Labor and Climate Remain Top-of-Mind with Roofers
2020 has only just arrived and is already shaping up to be an exciting year. Opportunities within roofing abound, even in the face of some industry challenges.
As we continue to witness a volatile political landscape and economists participate in ongoing debate about whether an economic slowdown will occur (or when), roofing participants are understandably feeling a bit uneasy. Additionally, availability of labor, rising construction costs and climate change are issues directly shaping the industry today.
The Spray Polyurethane Foam Alliance (SPFA), which represents spray foam roofing and insulation manufacturers, contractors and equipment suppliers, is, like the roofing industry at-large, closely watching these variables but remains optimistic about roofing overall.

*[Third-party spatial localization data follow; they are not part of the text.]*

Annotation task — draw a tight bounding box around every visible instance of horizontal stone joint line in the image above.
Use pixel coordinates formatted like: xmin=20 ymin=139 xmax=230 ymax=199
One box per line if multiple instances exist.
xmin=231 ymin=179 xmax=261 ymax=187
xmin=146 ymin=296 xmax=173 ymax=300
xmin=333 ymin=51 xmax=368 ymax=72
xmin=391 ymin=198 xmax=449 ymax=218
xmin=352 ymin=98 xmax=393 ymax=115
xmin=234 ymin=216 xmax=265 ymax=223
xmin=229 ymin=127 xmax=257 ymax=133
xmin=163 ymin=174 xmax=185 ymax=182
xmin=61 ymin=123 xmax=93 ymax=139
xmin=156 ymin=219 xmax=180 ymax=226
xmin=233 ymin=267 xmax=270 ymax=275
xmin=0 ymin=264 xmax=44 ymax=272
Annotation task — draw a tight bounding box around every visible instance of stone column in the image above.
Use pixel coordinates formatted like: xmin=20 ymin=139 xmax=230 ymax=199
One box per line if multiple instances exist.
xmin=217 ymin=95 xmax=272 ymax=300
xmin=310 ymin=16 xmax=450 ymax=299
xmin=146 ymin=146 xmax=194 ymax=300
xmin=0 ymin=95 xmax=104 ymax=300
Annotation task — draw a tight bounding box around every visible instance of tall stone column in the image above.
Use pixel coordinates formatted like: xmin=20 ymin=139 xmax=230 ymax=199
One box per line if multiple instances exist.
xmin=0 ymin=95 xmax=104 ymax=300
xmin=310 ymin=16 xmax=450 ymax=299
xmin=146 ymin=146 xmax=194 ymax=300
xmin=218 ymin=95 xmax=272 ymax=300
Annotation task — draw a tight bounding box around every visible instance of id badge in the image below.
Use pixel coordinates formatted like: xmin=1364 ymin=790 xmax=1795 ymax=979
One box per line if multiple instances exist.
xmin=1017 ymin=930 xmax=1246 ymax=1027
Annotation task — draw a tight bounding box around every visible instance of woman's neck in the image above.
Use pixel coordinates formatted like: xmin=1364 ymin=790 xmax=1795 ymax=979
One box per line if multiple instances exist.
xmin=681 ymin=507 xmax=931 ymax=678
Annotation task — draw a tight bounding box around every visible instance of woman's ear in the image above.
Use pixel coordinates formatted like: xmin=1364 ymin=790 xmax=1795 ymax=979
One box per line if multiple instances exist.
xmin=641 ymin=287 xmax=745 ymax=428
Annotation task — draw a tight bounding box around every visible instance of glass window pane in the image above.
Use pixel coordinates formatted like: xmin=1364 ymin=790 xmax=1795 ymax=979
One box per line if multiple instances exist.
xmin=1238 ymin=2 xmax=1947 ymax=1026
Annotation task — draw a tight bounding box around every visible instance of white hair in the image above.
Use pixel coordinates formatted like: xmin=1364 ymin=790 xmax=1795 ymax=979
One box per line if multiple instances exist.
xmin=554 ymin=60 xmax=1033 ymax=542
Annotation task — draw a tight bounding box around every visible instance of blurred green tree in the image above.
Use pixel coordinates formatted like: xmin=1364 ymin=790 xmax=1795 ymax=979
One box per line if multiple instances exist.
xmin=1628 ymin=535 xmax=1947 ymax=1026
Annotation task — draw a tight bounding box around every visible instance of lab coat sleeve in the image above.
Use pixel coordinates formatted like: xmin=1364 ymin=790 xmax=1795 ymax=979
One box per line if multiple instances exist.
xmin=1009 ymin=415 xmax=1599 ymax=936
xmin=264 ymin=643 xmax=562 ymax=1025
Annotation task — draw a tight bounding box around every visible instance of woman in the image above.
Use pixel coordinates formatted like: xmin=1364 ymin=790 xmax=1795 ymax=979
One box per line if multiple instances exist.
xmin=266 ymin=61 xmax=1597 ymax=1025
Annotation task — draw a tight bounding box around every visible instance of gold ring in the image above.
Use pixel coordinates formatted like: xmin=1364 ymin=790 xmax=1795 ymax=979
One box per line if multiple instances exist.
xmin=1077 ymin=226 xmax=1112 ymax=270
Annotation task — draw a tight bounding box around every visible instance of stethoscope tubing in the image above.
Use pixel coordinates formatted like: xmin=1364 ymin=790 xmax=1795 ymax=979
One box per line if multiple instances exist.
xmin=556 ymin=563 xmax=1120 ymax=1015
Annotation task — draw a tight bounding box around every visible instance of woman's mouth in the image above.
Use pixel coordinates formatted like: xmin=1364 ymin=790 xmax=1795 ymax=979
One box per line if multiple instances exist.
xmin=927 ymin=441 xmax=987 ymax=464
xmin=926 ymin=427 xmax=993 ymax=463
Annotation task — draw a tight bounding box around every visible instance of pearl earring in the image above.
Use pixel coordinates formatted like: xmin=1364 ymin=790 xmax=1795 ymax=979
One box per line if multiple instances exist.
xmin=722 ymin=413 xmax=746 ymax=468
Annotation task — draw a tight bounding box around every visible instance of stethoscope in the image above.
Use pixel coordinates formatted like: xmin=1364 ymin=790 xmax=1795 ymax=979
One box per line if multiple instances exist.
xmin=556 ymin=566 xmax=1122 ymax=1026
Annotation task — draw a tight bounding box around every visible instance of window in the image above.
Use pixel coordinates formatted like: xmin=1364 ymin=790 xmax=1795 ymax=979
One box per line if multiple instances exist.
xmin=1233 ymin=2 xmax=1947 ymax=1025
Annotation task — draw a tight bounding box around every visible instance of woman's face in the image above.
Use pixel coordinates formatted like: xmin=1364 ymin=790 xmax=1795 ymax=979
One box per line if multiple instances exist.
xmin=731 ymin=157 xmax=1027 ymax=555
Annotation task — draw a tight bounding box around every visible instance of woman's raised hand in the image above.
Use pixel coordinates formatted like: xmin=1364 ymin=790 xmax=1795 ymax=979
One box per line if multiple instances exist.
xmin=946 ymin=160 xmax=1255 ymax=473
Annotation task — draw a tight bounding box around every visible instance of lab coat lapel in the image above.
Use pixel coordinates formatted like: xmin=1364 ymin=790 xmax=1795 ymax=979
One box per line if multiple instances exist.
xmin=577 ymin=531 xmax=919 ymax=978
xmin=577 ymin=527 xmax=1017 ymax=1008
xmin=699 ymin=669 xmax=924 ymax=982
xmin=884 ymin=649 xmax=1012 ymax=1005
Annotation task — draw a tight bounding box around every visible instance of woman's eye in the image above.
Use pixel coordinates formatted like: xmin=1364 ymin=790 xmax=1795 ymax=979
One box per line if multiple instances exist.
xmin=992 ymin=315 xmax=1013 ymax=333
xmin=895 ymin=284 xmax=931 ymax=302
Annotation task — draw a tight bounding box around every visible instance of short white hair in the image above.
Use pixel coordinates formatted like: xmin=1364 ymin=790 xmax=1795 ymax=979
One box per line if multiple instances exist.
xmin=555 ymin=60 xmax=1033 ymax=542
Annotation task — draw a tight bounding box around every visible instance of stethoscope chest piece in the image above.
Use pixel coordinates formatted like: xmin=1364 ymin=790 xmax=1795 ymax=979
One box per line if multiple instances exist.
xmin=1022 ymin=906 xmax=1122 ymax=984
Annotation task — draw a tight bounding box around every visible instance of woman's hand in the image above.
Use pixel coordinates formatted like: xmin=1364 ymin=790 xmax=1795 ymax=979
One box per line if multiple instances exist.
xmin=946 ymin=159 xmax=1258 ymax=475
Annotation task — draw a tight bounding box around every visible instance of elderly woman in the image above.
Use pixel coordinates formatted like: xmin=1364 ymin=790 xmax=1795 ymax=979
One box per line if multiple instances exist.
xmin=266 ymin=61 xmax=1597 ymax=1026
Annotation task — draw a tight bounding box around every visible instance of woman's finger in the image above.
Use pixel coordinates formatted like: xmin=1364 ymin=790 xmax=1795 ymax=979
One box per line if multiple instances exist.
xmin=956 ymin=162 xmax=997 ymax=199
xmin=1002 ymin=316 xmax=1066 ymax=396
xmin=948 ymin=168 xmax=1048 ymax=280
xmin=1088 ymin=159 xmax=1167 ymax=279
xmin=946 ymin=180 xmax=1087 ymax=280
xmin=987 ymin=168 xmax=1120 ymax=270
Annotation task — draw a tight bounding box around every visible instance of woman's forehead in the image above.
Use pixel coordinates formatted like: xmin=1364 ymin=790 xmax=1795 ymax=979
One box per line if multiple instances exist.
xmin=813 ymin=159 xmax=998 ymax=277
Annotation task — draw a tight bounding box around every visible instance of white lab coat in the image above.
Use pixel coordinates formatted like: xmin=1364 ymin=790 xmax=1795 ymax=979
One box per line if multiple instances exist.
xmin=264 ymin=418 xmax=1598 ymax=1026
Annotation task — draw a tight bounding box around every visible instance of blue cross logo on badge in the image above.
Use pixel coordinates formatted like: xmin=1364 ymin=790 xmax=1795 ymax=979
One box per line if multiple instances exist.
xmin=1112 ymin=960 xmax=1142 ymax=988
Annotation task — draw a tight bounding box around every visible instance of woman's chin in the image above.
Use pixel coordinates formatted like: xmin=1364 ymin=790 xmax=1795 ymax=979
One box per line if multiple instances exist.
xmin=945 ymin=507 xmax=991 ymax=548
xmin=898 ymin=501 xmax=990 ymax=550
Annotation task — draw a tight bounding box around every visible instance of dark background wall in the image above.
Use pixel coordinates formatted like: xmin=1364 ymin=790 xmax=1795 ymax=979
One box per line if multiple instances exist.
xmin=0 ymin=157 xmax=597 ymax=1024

Leaders in roofing are currently gearing up for the third annual Roofing Day in Washington, D.C., the legislative fly-in advocacy event dedicated solely to roofing (and which the SPFA sponsors). Many of the issues focused on during last year’s event remain top priorities this year. One of these is the ongoing shortage of workers. The National Roofing Contractors Association (NRCA) recently estimated that contractors could have accepted 10 to 20% more work in 2018 if they had more skilled workers. The SPFA, like the NRCA, believes the industry could greatly benefit from expanded workforce training initiatives. Because the labor shortage is fueled in large part by an aging workforce, expanding workforce training for up-and-comers is critical for addressing future demand for workers, especially in competitive labor markets. Thus, bills and programs that expand worker skills training must be supported.
Immigration reform is another ongoing area of concern and one tied to the shortage of workers. The spray foam sector and roofing industry both support reform that addresses worker demand, increases border security, expands E-Verify to combat illegal immigration, and which supports visa reform that allows workers to enter the U.S. legally when our economy needs them.
Even while we are experiencing a shortage of workers, the roofing industry is starting to expand the presence of both women and minorities in leadership positions. Similar to many sectors within the traditionally male-dominated real estate and construction industries, diversity breakthroughs in leadership have slowly increased over the last few years. Two years ago, the SPFA welcomed its first female president, Tiffiny Flaim. She and our other veteran and minority leaders should continue to inspire this movement. It’s critical that, as an industry that serves a diverse population, we should ideally reflect that same diversity.
The other key area indisputably driving spray foam and high-performance roofing in general is our measurably changing climate. Greater environmental awareness among both homeowners and facility owners is increasing demand and the adoption of environmentally sustainable roofing systems.
On the other side of the same equation, the many storms growing in intensity and frequency as a related result of these climate changes are also increasing demand for durable, resilient roofing materials. The SPFA’s roofing contractor members are reporting an influx in spray foam roofing demand as a direct result of both of these influences, along with increasing sophistication and knowledge among customers. We expect that demand to continue to steadily grow this year and beyond.